I think disjointed sets of deliveries are the way to go as you suggest.

I don't agree that transit hubs will lead to longer travel times. For a simple example look at the image below, where I have 3 pickups/deliveries.
Pickup 1 (p1) needs to go to destination 1 (d1), and similar for p2/d2, p3/d3.
H is a transit hub where pickups can be stored.
The lines are the roads, meaning the routes the vehicles will have to follow. The number next to a segment of road is the time it takes to travel that section of road.
Imagine we have 2 vehicles, one starting at (p1,p2), and one at (p3).

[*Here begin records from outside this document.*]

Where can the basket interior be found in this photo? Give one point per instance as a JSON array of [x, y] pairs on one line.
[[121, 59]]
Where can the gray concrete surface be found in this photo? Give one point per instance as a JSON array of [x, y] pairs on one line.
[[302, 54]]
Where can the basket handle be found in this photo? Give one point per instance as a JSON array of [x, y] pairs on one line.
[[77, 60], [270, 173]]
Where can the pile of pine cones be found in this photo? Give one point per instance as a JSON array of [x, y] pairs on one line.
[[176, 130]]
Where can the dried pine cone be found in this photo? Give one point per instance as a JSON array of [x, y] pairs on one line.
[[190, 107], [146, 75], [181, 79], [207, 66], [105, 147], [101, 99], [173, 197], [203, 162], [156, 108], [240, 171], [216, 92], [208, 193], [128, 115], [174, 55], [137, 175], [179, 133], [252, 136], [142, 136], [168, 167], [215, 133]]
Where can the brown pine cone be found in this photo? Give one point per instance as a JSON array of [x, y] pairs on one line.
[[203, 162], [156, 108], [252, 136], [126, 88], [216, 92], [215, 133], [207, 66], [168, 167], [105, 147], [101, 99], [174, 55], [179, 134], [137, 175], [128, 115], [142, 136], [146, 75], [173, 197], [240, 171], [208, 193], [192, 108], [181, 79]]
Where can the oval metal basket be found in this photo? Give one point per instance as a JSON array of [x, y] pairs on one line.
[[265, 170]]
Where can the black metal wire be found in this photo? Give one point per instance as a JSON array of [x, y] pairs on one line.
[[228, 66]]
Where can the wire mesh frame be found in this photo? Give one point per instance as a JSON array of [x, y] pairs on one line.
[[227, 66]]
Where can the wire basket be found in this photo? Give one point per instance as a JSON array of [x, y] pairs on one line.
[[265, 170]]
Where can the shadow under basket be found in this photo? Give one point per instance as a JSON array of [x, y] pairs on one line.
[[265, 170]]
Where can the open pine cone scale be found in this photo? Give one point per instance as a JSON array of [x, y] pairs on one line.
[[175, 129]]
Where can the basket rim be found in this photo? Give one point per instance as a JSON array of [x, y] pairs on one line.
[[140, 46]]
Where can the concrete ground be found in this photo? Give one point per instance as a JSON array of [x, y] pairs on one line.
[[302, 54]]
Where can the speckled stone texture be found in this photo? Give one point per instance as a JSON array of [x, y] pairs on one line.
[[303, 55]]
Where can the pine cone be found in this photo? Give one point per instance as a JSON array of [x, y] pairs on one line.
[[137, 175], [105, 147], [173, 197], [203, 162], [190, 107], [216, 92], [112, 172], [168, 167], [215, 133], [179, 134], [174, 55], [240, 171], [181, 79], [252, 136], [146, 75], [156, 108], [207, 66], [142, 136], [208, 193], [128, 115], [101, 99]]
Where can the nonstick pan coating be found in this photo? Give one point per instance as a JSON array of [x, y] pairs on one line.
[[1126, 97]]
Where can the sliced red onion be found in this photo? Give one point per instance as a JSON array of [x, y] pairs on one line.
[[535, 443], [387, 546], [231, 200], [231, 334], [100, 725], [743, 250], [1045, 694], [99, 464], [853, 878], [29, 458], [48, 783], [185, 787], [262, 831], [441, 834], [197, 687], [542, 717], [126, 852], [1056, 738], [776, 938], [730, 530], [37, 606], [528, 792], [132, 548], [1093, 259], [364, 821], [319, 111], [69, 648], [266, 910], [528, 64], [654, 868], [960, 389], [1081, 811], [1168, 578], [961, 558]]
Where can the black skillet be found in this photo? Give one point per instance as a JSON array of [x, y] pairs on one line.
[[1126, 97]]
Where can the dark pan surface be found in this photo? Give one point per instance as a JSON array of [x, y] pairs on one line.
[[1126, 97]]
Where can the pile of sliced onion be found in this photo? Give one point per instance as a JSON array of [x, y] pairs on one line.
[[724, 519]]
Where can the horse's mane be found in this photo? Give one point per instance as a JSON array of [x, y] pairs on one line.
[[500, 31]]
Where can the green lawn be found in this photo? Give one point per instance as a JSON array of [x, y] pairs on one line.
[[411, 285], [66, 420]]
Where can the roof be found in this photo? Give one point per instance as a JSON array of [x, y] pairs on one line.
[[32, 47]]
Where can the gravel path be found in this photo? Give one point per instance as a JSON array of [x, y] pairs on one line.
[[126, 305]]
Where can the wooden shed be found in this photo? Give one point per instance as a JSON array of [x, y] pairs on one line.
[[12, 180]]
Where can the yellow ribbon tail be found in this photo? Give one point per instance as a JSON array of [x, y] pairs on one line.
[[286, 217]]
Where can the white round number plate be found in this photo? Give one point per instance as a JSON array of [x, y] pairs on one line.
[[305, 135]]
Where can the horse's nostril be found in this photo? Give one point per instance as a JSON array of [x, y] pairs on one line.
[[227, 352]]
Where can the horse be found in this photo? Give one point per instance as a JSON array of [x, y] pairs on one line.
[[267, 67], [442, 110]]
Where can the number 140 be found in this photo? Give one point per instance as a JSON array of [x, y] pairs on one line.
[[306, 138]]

PXL_20240712_111704015.jpg

Without the transit hub:
The total travel distance of vehicle 1 is 1+1+2+2+2=8, while vehicle 2 needs to travel 2+1+2=5.
Alternatively the order could be completed by vehicle 2 alone in 2+1+1+1+2+2+2=11

With a transit hub:
The total travel distance of vehicle 1 is: 1+1+2=4, since it can drop off p1 at the hub and only deliver p2. While vehicle 2 would travel 2+1+2=5 where it picks up package p1 from the hub on the way.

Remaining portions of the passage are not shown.